Making mediation more inclusive and accountable
The effectiveness of any peace process is closely linked to the quality, credibility, and accountability of its mediators. There is a growing need for more transparent and inclusive mediator selection processes, accompanied by mechanisms that monitor both negotiations and the implementation of peace agreements. Diverse mediation teams should become the norm, with women playing a central role in peace processes. Despite their proven contributions to conflict prevention, negotiation, and reconciliation, women remain significantly underrepresented in formal mediation efforts.
Recognizing this gap, the African Women Leaders Network (AWLN) was established to advance women’s leadership in governance, peace, security, and development. AWLN is founded on a simple premise: sustainable peace requires the meaningful participation of women at all levels of decision-making. Women are not merely beneficiaries of peace – they are agents of peace.
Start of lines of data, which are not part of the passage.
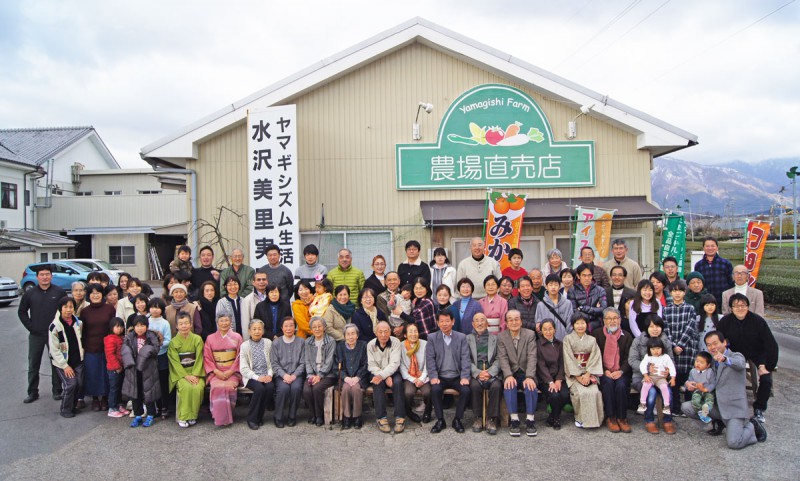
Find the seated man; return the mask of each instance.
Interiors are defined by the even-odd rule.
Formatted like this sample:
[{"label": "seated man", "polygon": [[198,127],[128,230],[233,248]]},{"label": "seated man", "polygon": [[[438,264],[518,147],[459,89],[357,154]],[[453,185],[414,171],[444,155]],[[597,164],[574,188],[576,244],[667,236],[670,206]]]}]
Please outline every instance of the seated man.
[{"label": "seated man", "polygon": [[497,351],[500,369],[503,371],[503,396],[506,408],[511,415],[509,434],[520,435],[519,412],[517,411],[517,389],[525,390],[525,433],[536,436],[536,335],[530,329],[522,328],[519,311],[506,313],[506,329],[497,336]]},{"label": "seated man", "polygon": [[[591,333],[597,340],[597,347],[600,348],[603,359],[600,391],[603,393],[606,426],[612,433],[631,432],[631,426],[628,424],[628,393],[631,389],[633,370],[628,364],[628,355],[633,336],[620,328],[621,322],[619,311],[607,307],[603,311],[603,327]],[[672,423],[664,423],[664,432],[675,434],[675,426]]]},{"label": "seated man", "polygon": [[[472,412],[475,422],[472,431],[479,433],[486,428],[489,434],[497,434],[497,418],[500,416],[500,360],[497,358],[497,336],[489,335],[486,315],[482,312],[472,318],[473,332],[467,336],[470,356],[469,389],[472,392]],[[486,425],[483,424],[483,399],[488,391]]]},{"label": "seated man", "polygon": [[467,336],[454,331],[453,314],[449,309],[439,312],[439,330],[428,336],[425,346],[425,365],[428,368],[428,377],[431,379],[431,399],[433,409],[436,411],[436,424],[431,428],[432,433],[439,433],[447,427],[444,421],[442,400],[445,389],[458,390],[458,404],[456,417],[453,419],[453,429],[458,433],[464,432],[461,419],[469,399],[470,362]]},{"label": "seated man", "polygon": [[375,327],[375,339],[367,344],[367,370],[370,373],[372,402],[375,404],[375,418],[382,433],[392,432],[386,416],[386,390],[392,390],[394,400],[394,432],[402,433],[406,428],[406,411],[403,399],[403,375],[400,361],[403,344],[391,336],[392,328],[386,321]]},{"label": "seated man", "polygon": [[[731,449],[741,449],[756,441],[767,440],[767,430],[757,418],[747,419],[747,393],[745,391],[747,362],[743,355],[728,349],[725,334],[711,331],[705,337],[706,348],[713,356],[713,369],[716,373],[716,402],[708,415],[713,419],[713,428],[708,432],[718,436],[728,428],[727,441]],[[694,391],[694,384],[686,383],[688,391]],[[697,410],[691,401],[681,405],[684,414],[698,419]]]}]

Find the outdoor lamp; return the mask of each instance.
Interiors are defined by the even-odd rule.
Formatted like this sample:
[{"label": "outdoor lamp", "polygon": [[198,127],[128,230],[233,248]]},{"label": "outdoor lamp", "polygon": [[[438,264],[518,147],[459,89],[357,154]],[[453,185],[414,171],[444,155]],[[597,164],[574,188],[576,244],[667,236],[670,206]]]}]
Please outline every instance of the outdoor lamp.
[{"label": "outdoor lamp", "polygon": [[417,107],[417,117],[414,119],[414,124],[411,126],[411,138],[419,140],[422,138],[419,134],[419,111],[424,110],[426,114],[433,112],[433,104],[427,102],[420,102]]},{"label": "outdoor lamp", "polygon": [[580,117],[581,115],[588,114],[589,111],[592,110],[592,107],[594,107],[594,104],[592,104],[592,105],[582,105],[581,106],[581,113],[579,113],[572,120],[567,122],[567,139],[572,140],[575,137],[577,137],[577,135],[578,135],[578,127],[577,127],[577,123],[575,121],[578,120],[578,117]]}]

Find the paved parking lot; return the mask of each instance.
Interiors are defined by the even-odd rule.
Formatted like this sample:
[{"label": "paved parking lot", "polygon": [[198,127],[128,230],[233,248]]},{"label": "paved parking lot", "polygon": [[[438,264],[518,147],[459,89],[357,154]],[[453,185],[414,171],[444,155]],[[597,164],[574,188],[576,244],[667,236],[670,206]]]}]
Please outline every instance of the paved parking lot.
[{"label": "paved parking lot", "polygon": [[[511,438],[452,429],[433,435],[430,424],[400,435],[385,435],[373,418],[361,431],[315,428],[301,410],[295,428],[267,424],[251,431],[243,422],[217,428],[208,417],[190,429],[174,421],[149,429],[127,427],[125,419],[85,412],[58,416],[50,398],[49,367],[42,367],[42,398],[25,397],[26,333],[16,307],[0,309],[0,478],[2,479],[429,479],[464,480],[585,478],[659,480],[797,479],[800,470],[800,373],[782,369],[767,412],[766,443],[742,451],[725,447],[724,437],[678,420],[675,436],[650,435],[631,412],[631,434],[578,430],[571,415],[553,431],[542,422],[536,438]],[[237,408],[242,420],[245,408]],[[269,415],[269,414],[268,414]],[[448,422],[452,410],[447,413]],[[467,418],[467,426],[471,424]]]}]

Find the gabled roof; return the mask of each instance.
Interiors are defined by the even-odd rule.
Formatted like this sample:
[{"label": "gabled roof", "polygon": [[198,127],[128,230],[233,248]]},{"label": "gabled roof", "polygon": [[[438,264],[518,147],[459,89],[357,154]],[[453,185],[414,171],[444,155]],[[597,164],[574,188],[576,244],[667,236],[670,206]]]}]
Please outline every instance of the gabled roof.
[{"label": "gabled roof", "polygon": [[13,162],[15,164],[28,165],[28,163],[25,162],[25,159],[14,153],[13,150],[3,145],[2,142],[0,142],[0,160],[4,160],[6,162]]},{"label": "gabled roof", "polygon": [[589,115],[637,135],[637,148],[660,156],[697,144],[697,136],[628,107],[598,92],[512,57],[423,18],[413,18],[142,147],[151,162],[175,165],[196,159],[198,144],[242,121],[249,109],[280,104],[319,88],[361,66],[419,42],[479,68],[512,79],[576,109],[594,105]]},{"label": "gabled roof", "polygon": [[109,165],[119,168],[117,160],[92,126],[0,129],[0,144],[32,167],[43,164],[87,137]]},{"label": "gabled roof", "polygon": [[31,229],[9,229],[0,236],[12,244],[33,247],[75,247],[78,241],[58,234]]}]

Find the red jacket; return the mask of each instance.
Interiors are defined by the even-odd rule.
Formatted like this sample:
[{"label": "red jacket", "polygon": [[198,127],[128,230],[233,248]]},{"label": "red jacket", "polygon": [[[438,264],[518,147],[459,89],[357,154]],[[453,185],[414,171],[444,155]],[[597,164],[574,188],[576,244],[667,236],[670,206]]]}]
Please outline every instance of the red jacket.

Evidence consistently shows that peace agreements are more durable when women are meaningfully involved in their negotiation and implementation. According to UN Women, peace processes are 35% more likely to last 15 years when women participate in negotiations.
Investing in the systems that sustain peace
Political settlements must therefore be accompanied by investments in the institutions and community-based infrastructures that sustain peace. This includes supporting civil society organizations, women-led networks, local peacebuilders, and community initiatives. Together, these investments strengthen social cohesion, promote dialogue, and address grievances before they escalate into conflict. If women remain underrepresented in peace negotiations because of a perceived shortage of qualified candidates, then the solution is not exclusion – it is investment. Investing in women’s leadership, mediation skills, and participation is essential, as is investing in the institutions and social structures that sustain peace.
The deepening connections between climate, peace, and security further highlight the importance of investing in resilience. Across Africa, climate adaptation, sustainable livelihoods, and responsible natural resource management can reduce vulnerabilities, strengthen communities, and contribute to long-lasting stability. Climate action is therefore not only an environmental imperative – it is also a powerful instrument for conflict prevention and sustainable development.
This vision aligns closely with both the SDGs and the aspirations of the African Union’s Agenda 2063. Neither framework can be achieved without peace – and peace cannot be sustained without development, human rights, and inclusive governance. Together, they provide a roadmap for addressing the interconnected challenges of inequality, insecurity, exclusion, and environmental vulnerability.
My experience has taught me that peace, human rights, and development are inseparable. Too often, these agendas are pursued through separate institutions, funding streams, and policy frameworks, even though they are deeply interconnected. Sustainable peace requires an integrated approach that places human dignity at its center. When communities are empowered, rights protected, institutions trusted, and opportunities expanded, peace becomes more than the absence of violence. It becomes the foundation for resilience, stability, shared prosperity, and hope for future generations.